There are many potential cytokines involved in this inflammatory
pathway, but mini-studies can easily be performed to determine
what types of cytokines are involved and the best blockers to
be used for rosacea.
- Oral Singulair -- Singulair is a new oral pill used
to block inflammatory leukotrienes. This medication has been beneficial
to many allergy and asthma sufferers. Anecdotal reports from several
physicians and dozens of rosacea patients being treated with singulair
indicate that singulair has significantly decreased rosacea symptoms.
Are leukotrienes involved in non-allergic rosacea patients? Would
singulair be of benefit to severe rosacea with daily flushing
and unrelenting facial inflammation? This could easily be tested
in the near future.
- Topical Metronidazole (at much higher concentrations
than currently available) -- Topical metronidazole at 0.75% and
1.0% has been shown to have beneficial actions on facial inflammation.
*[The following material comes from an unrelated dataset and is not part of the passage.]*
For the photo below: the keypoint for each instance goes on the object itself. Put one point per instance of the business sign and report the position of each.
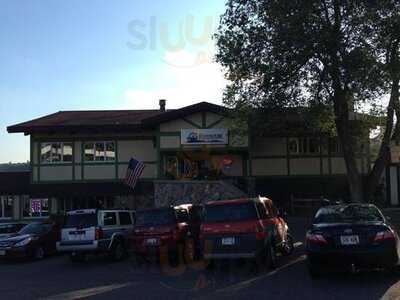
(204, 136)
Physicians are currently prescribing formulations from 2% to 5%
for moderate to severe rosacea sufferers. Studies need to be conducted
to see if higher concentrations are more effective.
- Topical Epidermal Growth Factors -- There are currently
several classes of topical epidermal growth factors undergoing
study for prescription and non-prescription use. It is widely
documented that a significant number of rosacea sufferers have
very thin epidermal skin which makes the blood vessels and flushing
more noticeable, and more susceptible to environmental and skincare-induced
irritation. Topical substances that double or triple the thickness
of the epidermis could be beneficial to rosacea sufferers.